Zwar ist das formal eine Formsache: CDU, Grüne und SPD stellen zusammen 67 der 119 Abgeordneten; zur Wahl reichen 60 Stimmen. Doch vor allzu übertriebenen Erwartungen dürfte Kretschmer eine Erfahrung bewahren, die er vor zwei Jahren machen musste. Am 13. Dezember 2017 stellte sich der damals 42-Jährige zum ersten Mal der Wahl. Sein Vorgänger Stanislaw Tillich hatte sich wegen der Niederlage der sächsischen CDU gegen die AfD bei der Bundestagswahl verabschiedet und Kretschmer aufs Tapet gehoben, der gerade seinen Sitz im Bundestag gegen den Malermeister und heutigen AfD-Bundeschef Tino Chrupalla verloren hatte. Der Neue wurde zwar mit 69 Stimmen im ersten Wahlgang gewählt und erhielt sieben Stimmen mehr als nötig. Die Koalition aus CDU und SPD verfügte indes über 77 Mandate; acht Koalitionäre verweigerten ihm die Treue.

Immerhin blieb ihm die Demütigung einer Pleite im ersten Anlauf erspart, wie sie sein Vorvorgänger Georg Milbradt 2010 erlebte - und auch sein Parteifreund Reiner Haseloff, der sich im April 2016 in Sachsen-Anhalt als Chef der bundesweit ersten Koalition von CDU, SPD und Grünen zur Wahl stellte. Er erhielt zunächst nur 41 Stimmen, fünf weniger, als die Koalition Mandate hat. Als Grund galt der Unmut in der CDU über das ungeliebte Bündnis vor allem mit den Grünen. Weil Haseloff die Hürde im zweiten Anlauf nahm, kam die Kenia-Koalition dann doch in die Gänge; allerdings wurde und wird sie immer wieder von Krisen geschüttelt; aktuell wegen Neonazi-Verstrickungen eines CDU-Lokalpolitikers. Darauf, dass das Bündnis bis 2021 hält, wettet in Magdeburg niemand mehr.

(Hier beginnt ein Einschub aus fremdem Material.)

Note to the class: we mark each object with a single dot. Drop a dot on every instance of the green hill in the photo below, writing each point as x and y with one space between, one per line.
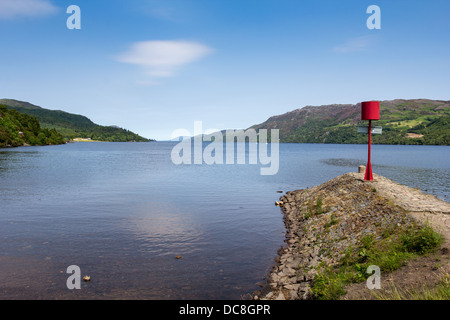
416 121
18 129
72 125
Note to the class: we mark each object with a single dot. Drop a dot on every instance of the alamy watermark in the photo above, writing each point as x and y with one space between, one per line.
228 147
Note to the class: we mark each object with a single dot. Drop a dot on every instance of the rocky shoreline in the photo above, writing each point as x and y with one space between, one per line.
324 222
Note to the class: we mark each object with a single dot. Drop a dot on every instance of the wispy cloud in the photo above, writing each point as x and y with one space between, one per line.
30 8
164 58
355 44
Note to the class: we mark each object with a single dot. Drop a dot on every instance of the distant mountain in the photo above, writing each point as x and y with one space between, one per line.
72 125
416 121
19 129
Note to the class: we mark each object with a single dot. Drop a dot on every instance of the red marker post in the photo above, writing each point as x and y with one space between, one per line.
370 110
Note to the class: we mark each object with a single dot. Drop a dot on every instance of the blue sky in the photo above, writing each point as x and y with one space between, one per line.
156 66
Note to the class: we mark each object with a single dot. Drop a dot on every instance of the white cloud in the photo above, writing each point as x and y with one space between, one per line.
162 58
15 8
355 44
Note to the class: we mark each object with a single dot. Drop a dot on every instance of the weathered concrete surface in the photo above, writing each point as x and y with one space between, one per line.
324 221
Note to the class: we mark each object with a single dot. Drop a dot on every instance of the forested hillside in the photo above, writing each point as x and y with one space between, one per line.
18 129
417 121
72 126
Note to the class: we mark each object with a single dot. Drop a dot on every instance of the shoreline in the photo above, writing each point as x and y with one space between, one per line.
324 221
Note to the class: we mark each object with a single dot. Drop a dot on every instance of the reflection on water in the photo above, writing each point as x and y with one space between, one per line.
123 211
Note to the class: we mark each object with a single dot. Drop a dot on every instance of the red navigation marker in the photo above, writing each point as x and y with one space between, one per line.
370 110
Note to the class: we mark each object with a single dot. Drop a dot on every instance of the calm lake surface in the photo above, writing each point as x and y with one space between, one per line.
123 211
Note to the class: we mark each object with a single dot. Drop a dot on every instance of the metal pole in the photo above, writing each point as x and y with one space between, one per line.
369 176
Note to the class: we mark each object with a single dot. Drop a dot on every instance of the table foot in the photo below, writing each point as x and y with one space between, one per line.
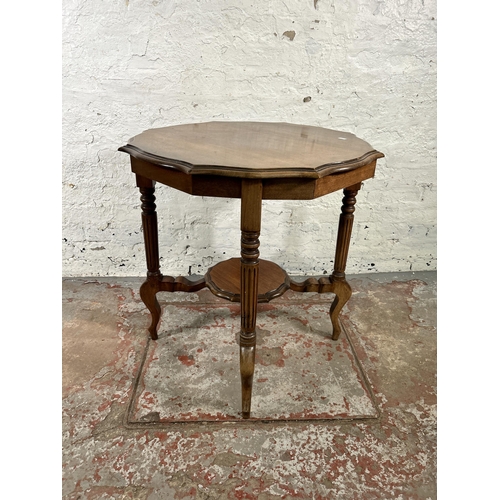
148 292
343 292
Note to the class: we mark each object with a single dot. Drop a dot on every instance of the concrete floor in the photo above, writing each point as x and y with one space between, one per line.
352 419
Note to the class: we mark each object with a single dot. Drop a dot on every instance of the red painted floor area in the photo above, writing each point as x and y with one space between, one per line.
352 419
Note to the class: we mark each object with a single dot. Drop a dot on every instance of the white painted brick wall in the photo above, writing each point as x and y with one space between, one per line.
363 66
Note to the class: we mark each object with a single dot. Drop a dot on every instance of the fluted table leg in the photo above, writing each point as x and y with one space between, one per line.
151 286
342 289
251 207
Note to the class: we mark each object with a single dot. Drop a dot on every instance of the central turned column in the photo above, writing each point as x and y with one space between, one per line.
251 207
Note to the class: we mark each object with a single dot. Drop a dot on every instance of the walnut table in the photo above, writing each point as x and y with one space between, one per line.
254 162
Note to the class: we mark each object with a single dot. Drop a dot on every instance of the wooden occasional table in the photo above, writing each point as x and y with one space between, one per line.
254 162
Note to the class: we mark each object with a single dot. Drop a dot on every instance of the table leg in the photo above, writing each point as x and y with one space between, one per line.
341 288
251 207
151 286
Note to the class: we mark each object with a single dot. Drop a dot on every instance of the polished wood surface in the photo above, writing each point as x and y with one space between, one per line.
252 149
253 162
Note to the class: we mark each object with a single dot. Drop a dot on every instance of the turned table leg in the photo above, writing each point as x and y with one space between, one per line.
341 288
251 206
151 286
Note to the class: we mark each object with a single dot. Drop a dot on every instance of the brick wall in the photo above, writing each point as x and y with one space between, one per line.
365 66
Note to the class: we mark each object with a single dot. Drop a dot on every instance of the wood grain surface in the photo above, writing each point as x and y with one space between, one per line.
252 149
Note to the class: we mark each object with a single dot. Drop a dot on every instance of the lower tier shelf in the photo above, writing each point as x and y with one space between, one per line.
224 280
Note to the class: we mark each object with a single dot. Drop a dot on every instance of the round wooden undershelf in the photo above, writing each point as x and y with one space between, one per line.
224 280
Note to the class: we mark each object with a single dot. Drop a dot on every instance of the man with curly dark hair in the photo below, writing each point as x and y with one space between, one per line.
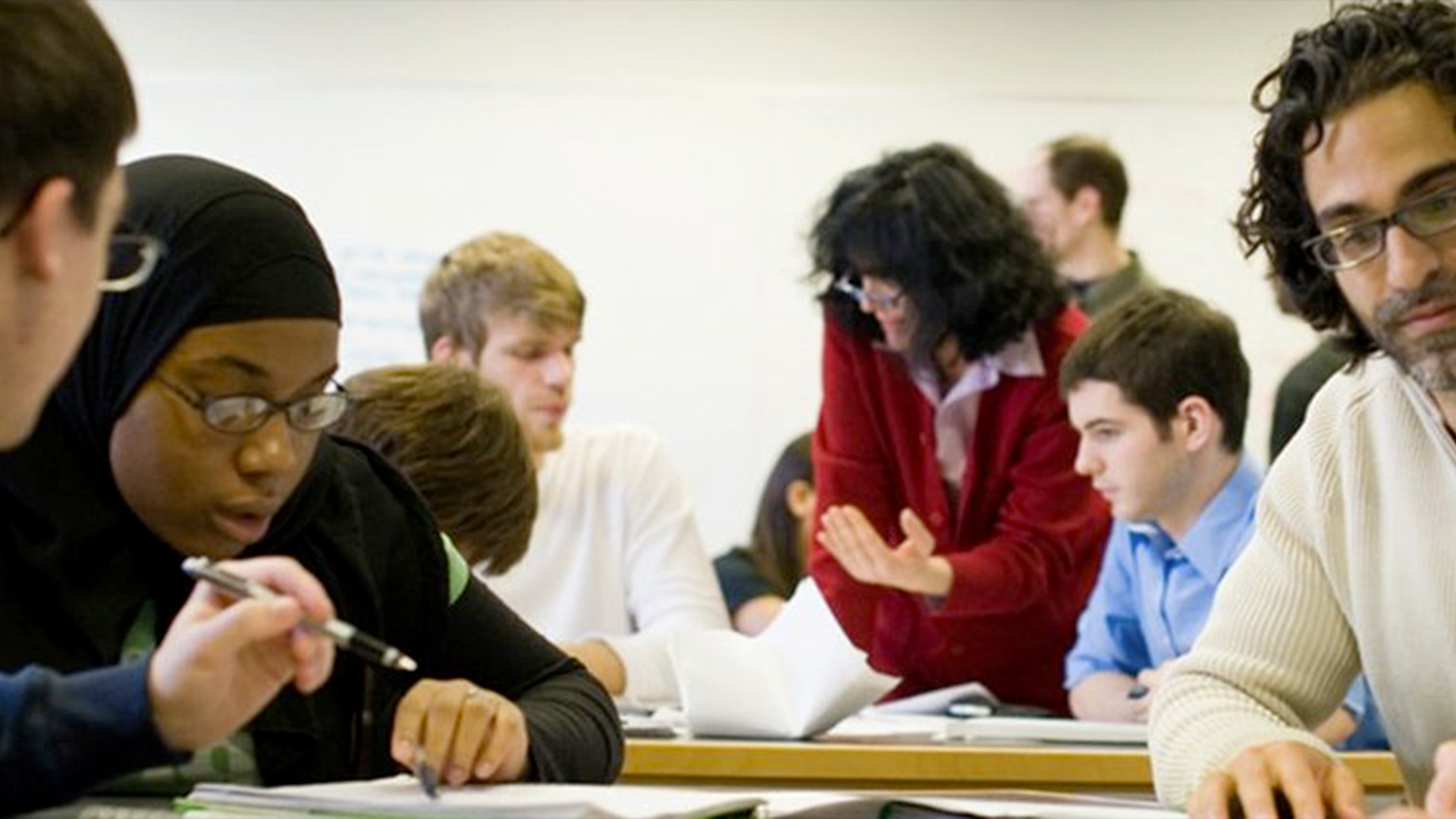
954 539
1353 199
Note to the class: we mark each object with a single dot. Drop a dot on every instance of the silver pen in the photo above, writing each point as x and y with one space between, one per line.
343 634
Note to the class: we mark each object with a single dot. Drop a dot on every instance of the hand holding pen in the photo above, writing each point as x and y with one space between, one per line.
341 632
221 661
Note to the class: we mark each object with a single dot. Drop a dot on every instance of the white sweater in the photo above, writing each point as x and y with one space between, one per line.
615 554
1353 563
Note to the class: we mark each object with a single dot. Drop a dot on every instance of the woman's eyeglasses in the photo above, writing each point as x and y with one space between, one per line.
248 413
873 300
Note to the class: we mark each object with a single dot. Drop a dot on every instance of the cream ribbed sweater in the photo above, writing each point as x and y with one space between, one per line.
1353 563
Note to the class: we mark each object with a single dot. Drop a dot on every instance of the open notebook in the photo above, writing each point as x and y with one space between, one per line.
402 798
797 678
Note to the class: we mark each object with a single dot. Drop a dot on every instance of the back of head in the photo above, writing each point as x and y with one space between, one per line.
1084 162
497 273
775 542
66 107
456 439
949 237
237 249
1360 53
1161 347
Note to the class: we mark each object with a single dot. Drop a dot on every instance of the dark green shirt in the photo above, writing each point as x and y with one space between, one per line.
1100 295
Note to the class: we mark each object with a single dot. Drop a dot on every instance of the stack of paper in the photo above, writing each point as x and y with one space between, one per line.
839 805
797 678
402 798
1040 729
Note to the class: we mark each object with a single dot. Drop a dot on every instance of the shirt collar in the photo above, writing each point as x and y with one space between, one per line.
1019 357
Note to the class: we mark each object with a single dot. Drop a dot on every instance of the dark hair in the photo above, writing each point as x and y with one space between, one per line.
1360 53
948 235
775 542
1079 162
455 436
1161 347
67 102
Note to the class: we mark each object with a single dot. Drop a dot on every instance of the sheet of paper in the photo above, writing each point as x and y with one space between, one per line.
795 679
849 805
1034 729
934 701
402 798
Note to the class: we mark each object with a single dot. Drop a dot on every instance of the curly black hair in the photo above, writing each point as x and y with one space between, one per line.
1359 53
949 237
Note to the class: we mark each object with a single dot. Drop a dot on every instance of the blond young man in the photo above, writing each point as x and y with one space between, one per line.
617 564
1074 193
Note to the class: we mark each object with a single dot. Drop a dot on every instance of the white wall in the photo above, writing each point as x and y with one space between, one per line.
673 155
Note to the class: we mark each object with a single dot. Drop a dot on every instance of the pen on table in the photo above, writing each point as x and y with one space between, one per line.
425 773
343 634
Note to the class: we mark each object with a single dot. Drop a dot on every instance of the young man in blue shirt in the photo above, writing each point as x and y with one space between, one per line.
1158 390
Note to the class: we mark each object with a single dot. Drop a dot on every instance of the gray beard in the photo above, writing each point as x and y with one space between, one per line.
1430 360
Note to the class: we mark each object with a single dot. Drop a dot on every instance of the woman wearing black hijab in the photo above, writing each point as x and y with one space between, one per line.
191 425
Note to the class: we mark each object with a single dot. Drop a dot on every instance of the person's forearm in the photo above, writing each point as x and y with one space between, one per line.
576 733
1104 697
61 735
601 662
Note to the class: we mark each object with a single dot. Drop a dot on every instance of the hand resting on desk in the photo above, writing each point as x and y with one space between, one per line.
466 732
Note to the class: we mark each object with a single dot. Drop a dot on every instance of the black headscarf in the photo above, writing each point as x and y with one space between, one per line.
79 563
77 566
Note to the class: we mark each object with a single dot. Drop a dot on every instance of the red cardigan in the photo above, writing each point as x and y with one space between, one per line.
1024 538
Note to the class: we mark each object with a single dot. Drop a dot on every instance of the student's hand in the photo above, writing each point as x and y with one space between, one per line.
221 659
466 732
867 557
1106 697
1312 783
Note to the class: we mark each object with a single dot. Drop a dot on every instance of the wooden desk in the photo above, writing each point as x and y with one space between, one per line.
916 767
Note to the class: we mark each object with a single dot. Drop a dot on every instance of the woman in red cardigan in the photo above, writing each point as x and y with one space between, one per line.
954 541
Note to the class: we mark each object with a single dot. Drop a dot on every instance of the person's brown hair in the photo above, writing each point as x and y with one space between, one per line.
1084 162
67 104
455 436
1161 347
497 273
1360 53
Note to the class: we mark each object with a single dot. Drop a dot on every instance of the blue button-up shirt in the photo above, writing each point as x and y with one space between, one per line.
1153 595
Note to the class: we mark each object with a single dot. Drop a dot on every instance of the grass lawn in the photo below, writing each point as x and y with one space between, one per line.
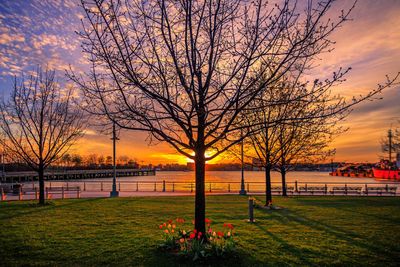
124 231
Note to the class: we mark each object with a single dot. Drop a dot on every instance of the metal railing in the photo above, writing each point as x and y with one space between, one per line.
296 187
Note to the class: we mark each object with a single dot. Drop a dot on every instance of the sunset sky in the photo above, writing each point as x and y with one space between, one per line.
43 32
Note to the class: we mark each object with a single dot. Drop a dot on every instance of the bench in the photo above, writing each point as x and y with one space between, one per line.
387 190
345 190
313 190
30 191
278 190
62 190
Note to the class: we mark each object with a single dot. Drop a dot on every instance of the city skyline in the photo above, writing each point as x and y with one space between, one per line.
41 32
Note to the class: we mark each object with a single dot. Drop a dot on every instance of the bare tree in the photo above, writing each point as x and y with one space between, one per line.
184 71
391 143
304 141
39 122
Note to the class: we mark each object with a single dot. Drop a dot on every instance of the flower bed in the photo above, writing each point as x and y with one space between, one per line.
196 245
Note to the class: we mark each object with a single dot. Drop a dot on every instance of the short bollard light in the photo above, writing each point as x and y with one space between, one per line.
251 210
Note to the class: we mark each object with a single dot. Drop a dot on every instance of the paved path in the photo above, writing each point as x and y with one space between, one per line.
86 194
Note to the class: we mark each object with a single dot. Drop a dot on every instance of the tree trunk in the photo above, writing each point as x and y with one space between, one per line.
268 191
41 185
200 202
283 174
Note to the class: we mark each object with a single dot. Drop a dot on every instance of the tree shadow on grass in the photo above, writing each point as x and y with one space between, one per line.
301 255
27 208
339 233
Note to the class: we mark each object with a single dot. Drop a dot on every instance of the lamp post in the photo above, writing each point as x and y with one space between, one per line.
3 173
114 192
242 187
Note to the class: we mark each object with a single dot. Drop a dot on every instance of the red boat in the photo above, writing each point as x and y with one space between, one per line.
386 174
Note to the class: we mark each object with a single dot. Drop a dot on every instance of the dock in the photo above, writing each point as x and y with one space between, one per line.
14 177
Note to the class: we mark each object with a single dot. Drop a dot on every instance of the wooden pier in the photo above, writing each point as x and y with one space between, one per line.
18 177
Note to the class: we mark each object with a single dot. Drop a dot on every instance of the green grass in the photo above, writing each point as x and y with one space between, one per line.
124 231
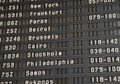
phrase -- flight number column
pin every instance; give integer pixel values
(9, 40)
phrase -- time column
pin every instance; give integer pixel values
(10, 40)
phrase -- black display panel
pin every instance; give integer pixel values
(59, 42)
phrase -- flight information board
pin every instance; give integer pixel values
(59, 41)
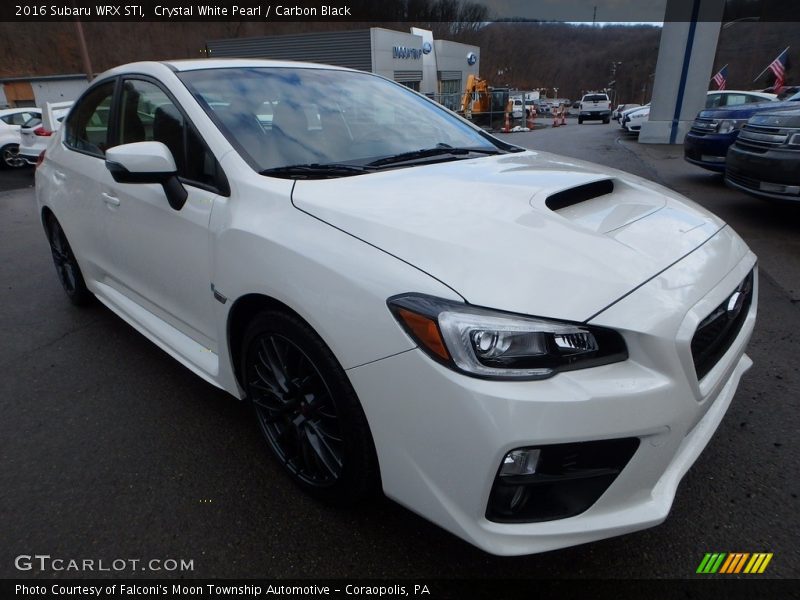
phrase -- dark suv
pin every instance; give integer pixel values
(765, 160)
(715, 129)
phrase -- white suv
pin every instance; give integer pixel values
(595, 107)
(11, 120)
(527, 354)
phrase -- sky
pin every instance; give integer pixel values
(608, 11)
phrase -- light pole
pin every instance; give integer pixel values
(615, 87)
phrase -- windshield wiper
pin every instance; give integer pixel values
(439, 150)
(316, 171)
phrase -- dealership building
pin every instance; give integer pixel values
(415, 59)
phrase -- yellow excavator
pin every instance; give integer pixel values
(477, 97)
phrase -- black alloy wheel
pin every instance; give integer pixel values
(10, 157)
(307, 410)
(67, 269)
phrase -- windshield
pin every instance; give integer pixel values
(280, 117)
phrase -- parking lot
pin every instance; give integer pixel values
(110, 449)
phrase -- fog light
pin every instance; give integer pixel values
(520, 462)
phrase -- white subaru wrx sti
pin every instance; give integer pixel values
(527, 350)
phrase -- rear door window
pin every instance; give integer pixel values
(87, 127)
(148, 114)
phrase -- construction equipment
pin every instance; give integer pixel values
(477, 97)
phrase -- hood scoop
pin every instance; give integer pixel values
(581, 193)
(603, 205)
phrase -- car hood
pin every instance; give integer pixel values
(743, 111)
(491, 228)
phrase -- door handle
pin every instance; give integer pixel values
(110, 200)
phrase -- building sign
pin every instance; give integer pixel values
(406, 52)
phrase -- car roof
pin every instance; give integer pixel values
(12, 111)
(764, 95)
(161, 68)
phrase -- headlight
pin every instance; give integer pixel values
(498, 345)
(728, 125)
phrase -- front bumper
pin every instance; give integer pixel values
(29, 158)
(773, 174)
(594, 115)
(707, 151)
(440, 436)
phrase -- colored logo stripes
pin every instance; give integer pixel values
(734, 562)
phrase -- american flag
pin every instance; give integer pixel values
(778, 68)
(721, 77)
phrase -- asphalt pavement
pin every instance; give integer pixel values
(109, 449)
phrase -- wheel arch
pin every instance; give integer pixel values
(243, 310)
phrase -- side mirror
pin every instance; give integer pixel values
(147, 162)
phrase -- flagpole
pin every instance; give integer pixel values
(719, 71)
(767, 67)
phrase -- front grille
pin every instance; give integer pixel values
(703, 127)
(743, 180)
(716, 332)
(757, 137)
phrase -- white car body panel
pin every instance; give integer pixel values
(615, 245)
(10, 133)
(32, 145)
(642, 260)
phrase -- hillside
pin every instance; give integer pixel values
(572, 58)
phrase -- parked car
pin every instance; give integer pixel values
(11, 119)
(622, 108)
(715, 130)
(357, 281)
(631, 120)
(36, 132)
(713, 99)
(764, 161)
(595, 106)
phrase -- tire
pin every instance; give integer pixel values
(9, 157)
(307, 411)
(67, 269)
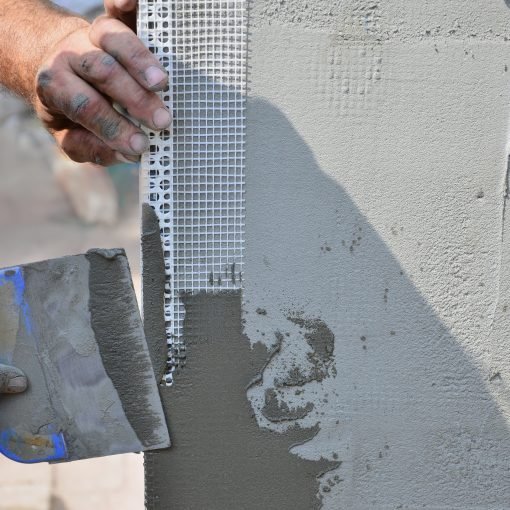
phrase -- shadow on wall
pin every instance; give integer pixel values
(404, 409)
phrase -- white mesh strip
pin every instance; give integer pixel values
(193, 175)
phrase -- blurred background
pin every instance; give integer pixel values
(51, 207)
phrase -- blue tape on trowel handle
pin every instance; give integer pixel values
(29, 449)
(24, 447)
(14, 275)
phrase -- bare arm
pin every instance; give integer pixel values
(72, 71)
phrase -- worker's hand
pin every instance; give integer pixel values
(12, 380)
(80, 78)
(125, 10)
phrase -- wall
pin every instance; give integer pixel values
(376, 293)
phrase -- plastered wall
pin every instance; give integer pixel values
(377, 271)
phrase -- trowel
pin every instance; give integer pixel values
(73, 326)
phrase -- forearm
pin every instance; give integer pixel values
(28, 29)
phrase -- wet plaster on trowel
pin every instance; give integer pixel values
(120, 338)
(82, 351)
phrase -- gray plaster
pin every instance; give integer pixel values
(153, 280)
(376, 204)
(220, 457)
(119, 334)
(76, 387)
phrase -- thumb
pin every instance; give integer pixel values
(12, 380)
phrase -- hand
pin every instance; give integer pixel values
(12, 380)
(80, 78)
(124, 10)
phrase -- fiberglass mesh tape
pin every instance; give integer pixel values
(193, 174)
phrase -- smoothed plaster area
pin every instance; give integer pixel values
(376, 200)
(376, 288)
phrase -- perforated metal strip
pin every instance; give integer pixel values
(193, 175)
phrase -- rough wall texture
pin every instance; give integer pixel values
(378, 257)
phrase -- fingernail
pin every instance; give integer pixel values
(139, 143)
(161, 118)
(17, 384)
(155, 76)
(126, 159)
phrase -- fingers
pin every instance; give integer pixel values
(67, 94)
(12, 380)
(123, 10)
(106, 74)
(113, 37)
(82, 146)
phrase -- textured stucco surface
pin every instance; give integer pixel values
(376, 194)
(377, 264)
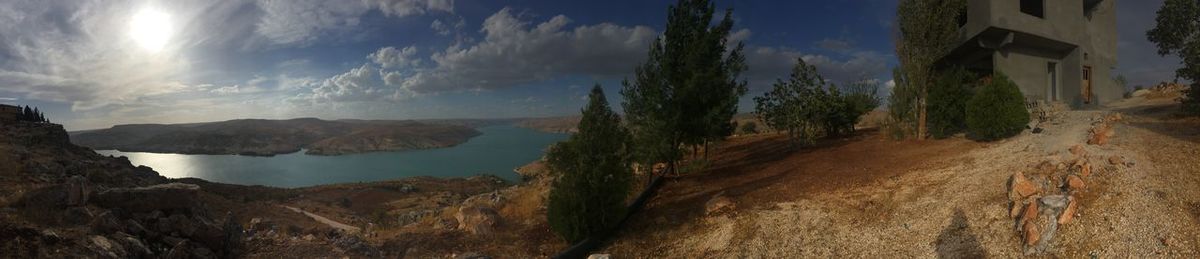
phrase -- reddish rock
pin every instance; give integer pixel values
(1075, 182)
(1015, 211)
(1078, 150)
(1032, 234)
(1116, 160)
(1030, 214)
(717, 204)
(1069, 212)
(1020, 187)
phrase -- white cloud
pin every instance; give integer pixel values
(529, 53)
(300, 22)
(394, 58)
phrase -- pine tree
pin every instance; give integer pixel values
(928, 31)
(687, 91)
(1177, 30)
(593, 173)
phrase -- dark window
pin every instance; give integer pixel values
(1033, 7)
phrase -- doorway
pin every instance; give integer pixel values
(1087, 84)
(1051, 82)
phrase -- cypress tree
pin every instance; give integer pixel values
(593, 174)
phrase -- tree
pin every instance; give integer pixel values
(795, 106)
(687, 91)
(593, 170)
(807, 108)
(947, 100)
(749, 127)
(928, 31)
(1177, 30)
(997, 110)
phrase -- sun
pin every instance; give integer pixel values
(150, 29)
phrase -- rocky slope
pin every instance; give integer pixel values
(275, 137)
(61, 200)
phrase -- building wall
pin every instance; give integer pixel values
(1063, 20)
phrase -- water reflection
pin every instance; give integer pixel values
(497, 151)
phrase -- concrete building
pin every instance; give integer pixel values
(1056, 50)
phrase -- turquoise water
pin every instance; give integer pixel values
(499, 150)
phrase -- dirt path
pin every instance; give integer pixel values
(327, 221)
(865, 197)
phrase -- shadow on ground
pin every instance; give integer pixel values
(958, 241)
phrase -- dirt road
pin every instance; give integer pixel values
(869, 198)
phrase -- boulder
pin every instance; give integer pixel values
(1029, 214)
(478, 220)
(78, 215)
(1032, 233)
(1020, 187)
(718, 203)
(78, 190)
(1074, 182)
(1116, 160)
(1078, 150)
(1069, 212)
(168, 198)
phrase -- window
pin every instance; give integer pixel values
(1033, 7)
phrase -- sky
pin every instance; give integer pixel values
(93, 64)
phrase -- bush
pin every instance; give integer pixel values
(997, 110)
(593, 174)
(749, 127)
(948, 102)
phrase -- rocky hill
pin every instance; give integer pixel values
(275, 137)
(63, 200)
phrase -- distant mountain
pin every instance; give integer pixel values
(275, 137)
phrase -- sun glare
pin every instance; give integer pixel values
(150, 29)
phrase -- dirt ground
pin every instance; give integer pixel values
(868, 197)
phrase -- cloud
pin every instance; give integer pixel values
(838, 46)
(394, 58)
(444, 29)
(767, 64)
(529, 53)
(300, 22)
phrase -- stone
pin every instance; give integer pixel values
(1069, 212)
(1015, 211)
(477, 220)
(1055, 202)
(1030, 214)
(78, 215)
(169, 198)
(77, 191)
(719, 203)
(1020, 187)
(1116, 160)
(106, 222)
(1078, 150)
(1074, 182)
(1032, 234)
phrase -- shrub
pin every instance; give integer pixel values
(997, 110)
(948, 102)
(593, 174)
(749, 127)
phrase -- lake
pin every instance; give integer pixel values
(499, 150)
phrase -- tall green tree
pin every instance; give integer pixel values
(687, 91)
(1177, 31)
(593, 170)
(928, 31)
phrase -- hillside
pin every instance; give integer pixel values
(275, 137)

Kretschmer gibt sich zuversichtlich, es besser machen zu können: In den Gesprächen mit Grünen und SPD seien »Vertrauen und Verlässlichkeit« entstanden, sagte er dem Parteitag. Der eigenen Basis suchte er das Bündnis mit der Feststellung schmackhaft zu machen, der Vertrag trage »eine klare Handschrift der CDU«. Allerdings hat diese nun auch in Sachsen das Agrarministerium an die Grünen abgetreten und musste weitere Kröten schlucken. Für Vertreter der Parteirechten klingt der Vertrag »in weiten Passagen rot-grün«; sie warnen, die CDU werde in dieser Koalition »nicht Wähler zurückgewinnen, sondern weitere verlieren«.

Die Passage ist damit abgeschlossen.